Aujourd’hui, je suis citoyen du monde, et je pense que ce titre est plus grand que celui que peut conférer la plus orgueilleuse des nations ; d’ailleurs je l’ai choisi, il ne m’a pas été donné par le hasard de la naissance. Je suis exilé, c’est-à-dire libre ; on ne peut l’être aujourd’hui qu’en dehors de la société, de la nation et de la famille courbées sous de honteuses servitudes. Que m’importent les armées, les étendards, les gouvernements et la police ! Je saute les frontières comme le contrebandier. Je n’ai pas de maison, pas de terres pour lesquelles il me faille payer l’impôt. Loin de moi les rois montent gravement sur les trônes et en descendent comme des filous honteux ; et je me ris de cette fantasmagorie.
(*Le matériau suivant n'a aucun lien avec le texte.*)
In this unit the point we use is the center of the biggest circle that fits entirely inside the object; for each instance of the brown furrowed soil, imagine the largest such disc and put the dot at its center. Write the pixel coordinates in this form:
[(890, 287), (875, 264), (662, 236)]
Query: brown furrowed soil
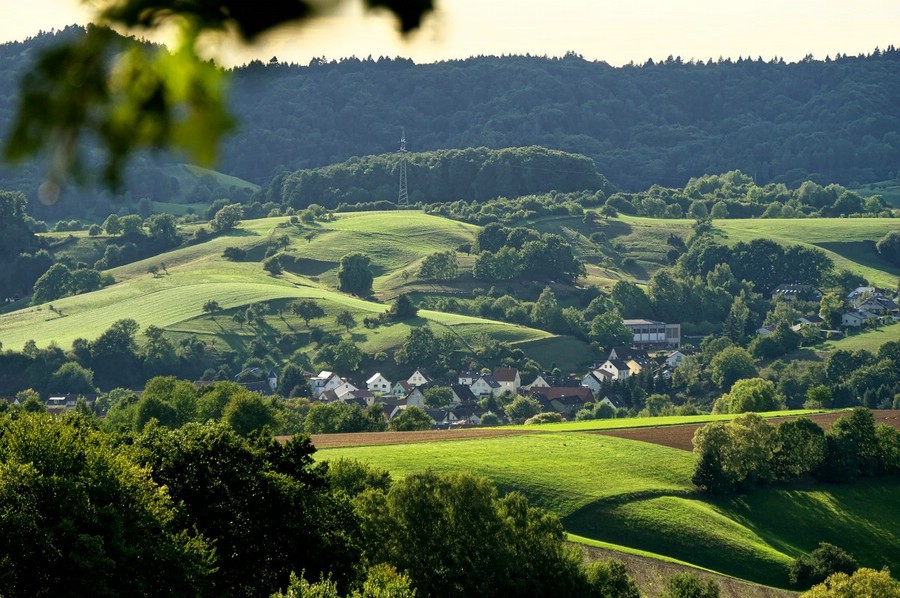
[(680, 436), (323, 441)]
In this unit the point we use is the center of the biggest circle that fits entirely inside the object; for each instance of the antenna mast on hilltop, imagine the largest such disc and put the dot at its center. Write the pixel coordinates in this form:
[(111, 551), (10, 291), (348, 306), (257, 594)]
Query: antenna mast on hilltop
[(403, 198)]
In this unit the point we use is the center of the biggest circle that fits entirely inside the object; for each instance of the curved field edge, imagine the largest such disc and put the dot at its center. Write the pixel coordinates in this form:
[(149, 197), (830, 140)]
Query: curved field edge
[(847, 241), (639, 495), (654, 422)]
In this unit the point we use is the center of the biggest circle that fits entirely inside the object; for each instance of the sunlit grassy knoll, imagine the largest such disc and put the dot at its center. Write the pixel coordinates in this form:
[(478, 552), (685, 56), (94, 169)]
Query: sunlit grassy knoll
[(561, 472), (616, 492), (848, 241), (889, 190), (869, 340), (650, 422), (757, 535)]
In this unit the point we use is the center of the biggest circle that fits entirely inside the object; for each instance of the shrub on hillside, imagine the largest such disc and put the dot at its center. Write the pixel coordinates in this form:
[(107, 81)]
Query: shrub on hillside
[(821, 563), (690, 585), (544, 418)]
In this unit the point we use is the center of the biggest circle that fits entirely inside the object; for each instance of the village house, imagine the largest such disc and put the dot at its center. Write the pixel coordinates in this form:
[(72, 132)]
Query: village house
[(343, 388), (469, 413), (614, 401), (877, 304), (650, 333), (323, 382), (508, 379), (378, 383), (617, 368), (462, 394), (595, 379), (420, 378), (856, 318), (485, 386), (674, 359), (466, 377), (364, 397), (566, 400), (415, 397), (541, 381), (794, 292), (401, 388)]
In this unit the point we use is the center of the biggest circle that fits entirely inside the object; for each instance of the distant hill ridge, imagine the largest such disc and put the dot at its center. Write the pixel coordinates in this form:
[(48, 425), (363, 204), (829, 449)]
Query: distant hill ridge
[(474, 174), (835, 120)]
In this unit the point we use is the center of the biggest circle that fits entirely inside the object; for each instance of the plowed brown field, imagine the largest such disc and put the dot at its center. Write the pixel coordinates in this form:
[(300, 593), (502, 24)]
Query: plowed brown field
[(680, 436)]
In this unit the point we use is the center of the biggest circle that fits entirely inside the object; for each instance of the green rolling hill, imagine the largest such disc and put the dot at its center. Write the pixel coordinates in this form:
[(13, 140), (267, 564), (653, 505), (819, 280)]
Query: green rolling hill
[(638, 496)]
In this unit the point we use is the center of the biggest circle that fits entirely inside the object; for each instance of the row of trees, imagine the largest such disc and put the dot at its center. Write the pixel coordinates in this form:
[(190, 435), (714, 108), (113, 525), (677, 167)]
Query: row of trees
[(736, 195), (201, 510), (749, 452)]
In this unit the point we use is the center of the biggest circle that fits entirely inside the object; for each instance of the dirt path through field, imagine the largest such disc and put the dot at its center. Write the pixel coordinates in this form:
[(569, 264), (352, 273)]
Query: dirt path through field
[(680, 436)]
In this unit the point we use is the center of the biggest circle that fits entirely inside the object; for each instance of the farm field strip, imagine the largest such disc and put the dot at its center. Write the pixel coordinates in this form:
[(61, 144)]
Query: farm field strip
[(618, 492)]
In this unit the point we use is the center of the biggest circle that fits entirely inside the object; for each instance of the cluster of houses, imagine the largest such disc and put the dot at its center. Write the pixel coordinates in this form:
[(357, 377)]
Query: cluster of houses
[(565, 396), (868, 306)]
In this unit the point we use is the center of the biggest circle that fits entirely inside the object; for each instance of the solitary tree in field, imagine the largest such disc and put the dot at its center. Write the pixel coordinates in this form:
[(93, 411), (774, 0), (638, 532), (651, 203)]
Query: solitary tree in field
[(355, 274), (307, 310), (345, 319), (212, 307)]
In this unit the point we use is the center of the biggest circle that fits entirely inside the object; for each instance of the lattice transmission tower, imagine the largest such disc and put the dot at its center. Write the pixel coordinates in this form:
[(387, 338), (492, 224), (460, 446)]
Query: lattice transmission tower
[(403, 197)]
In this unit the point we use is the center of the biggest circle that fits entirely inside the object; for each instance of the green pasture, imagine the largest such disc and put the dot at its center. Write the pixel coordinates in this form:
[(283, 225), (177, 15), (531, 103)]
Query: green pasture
[(650, 422), (889, 191), (614, 492), (848, 241), (870, 340), (190, 276)]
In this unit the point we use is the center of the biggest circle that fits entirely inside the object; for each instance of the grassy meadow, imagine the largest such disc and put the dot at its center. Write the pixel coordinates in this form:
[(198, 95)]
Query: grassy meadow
[(174, 298), (614, 492), (870, 340)]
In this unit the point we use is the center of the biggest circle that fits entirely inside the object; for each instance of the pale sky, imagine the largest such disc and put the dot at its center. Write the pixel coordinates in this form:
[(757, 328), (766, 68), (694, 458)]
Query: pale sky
[(614, 31)]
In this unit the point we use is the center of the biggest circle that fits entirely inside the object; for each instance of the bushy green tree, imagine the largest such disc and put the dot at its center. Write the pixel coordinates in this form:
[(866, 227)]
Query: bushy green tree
[(610, 579), (864, 583), (814, 568), (249, 413), (690, 585), (439, 266), (734, 455), (801, 449), (114, 534), (730, 365), (506, 547), (355, 274), (748, 394), (261, 503), (227, 218), (307, 310)]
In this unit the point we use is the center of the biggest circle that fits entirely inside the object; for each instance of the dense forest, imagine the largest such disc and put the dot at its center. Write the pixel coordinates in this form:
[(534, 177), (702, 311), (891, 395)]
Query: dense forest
[(473, 174), (830, 121)]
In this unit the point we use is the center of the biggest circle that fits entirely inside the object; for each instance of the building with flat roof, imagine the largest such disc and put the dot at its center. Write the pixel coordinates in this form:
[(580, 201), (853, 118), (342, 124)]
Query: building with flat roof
[(650, 333)]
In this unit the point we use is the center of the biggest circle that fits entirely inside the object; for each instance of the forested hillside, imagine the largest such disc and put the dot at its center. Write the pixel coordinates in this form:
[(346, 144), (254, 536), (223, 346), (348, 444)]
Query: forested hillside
[(831, 121), (656, 123), (474, 174)]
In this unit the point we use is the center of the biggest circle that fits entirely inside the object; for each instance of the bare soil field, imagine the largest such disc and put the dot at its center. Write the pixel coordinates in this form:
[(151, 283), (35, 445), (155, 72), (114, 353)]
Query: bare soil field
[(323, 441), (680, 436)]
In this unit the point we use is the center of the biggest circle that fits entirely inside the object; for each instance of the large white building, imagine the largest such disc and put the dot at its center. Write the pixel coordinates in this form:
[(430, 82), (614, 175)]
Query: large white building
[(649, 333)]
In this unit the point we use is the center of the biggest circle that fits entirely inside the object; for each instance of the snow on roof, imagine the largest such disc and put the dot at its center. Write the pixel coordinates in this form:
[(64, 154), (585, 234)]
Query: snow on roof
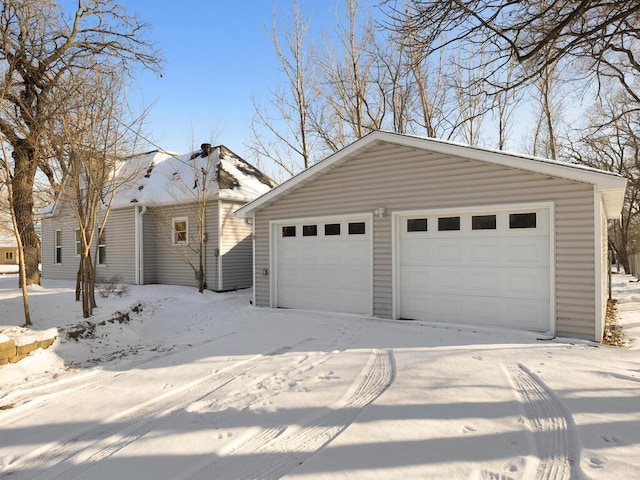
[(610, 185), (159, 177)]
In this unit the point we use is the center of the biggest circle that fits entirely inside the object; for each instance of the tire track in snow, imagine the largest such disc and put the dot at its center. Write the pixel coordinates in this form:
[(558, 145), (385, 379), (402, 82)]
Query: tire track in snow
[(287, 449), (35, 397), (553, 429), (94, 444)]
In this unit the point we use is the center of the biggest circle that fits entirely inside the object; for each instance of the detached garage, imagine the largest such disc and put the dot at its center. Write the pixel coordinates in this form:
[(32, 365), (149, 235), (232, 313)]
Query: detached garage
[(405, 227)]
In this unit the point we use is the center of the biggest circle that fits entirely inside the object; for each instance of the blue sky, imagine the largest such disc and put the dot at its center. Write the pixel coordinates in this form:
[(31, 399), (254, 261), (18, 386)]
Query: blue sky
[(217, 57)]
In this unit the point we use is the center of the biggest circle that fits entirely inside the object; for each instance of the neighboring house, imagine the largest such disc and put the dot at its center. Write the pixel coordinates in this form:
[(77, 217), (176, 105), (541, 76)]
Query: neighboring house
[(8, 249), (404, 227), (153, 223)]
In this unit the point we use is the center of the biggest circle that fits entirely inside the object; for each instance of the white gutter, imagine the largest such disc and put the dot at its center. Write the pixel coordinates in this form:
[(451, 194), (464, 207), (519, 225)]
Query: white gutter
[(139, 242)]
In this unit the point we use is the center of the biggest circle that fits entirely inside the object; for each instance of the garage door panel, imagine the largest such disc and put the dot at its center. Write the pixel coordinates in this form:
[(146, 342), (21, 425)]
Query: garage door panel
[(513, 313), (328, 273), (498, 276)]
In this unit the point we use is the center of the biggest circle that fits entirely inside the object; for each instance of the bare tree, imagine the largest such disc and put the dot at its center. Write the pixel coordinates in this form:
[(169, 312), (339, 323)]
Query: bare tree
[(432, 90), (41, 47), (599, 35), (470, 101), (190, 184), (97, 133), (353, 106), (548, 101), (505, 104), (5, 181), (281, 130)]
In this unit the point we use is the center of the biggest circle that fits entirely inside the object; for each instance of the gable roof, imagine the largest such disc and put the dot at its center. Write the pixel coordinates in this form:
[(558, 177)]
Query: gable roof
[(160, 177), (610, 185), (167, 178)]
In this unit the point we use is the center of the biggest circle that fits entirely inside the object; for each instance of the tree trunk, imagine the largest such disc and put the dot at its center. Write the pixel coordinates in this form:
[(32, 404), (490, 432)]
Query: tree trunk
[(22, 184)]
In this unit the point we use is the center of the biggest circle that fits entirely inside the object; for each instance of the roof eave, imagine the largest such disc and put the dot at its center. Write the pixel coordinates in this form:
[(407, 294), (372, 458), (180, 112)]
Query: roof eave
[(604, 181)]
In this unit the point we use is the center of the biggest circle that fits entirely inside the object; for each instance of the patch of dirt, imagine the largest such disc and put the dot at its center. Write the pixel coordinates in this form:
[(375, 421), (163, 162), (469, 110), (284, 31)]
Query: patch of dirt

Je fuis les églises comme les portes de l’enfer. Les codes ne sont pas faits pour moi ; je suis hors la loi, j’aime mieux cela que d’être protégé par elle. Je suis vagabond ; et le premier, je m’en fais gloire. Ni roi ni sujet : le fort est plus fort seul.


Il y a, par tous pays, des gens qu’on repousse du pied, qu’on chasse, qu’on tue et qu’on grille sans que la voix de la pitié s’élève en leur faveur : Ce sont les Juifs. — Je suis Juif.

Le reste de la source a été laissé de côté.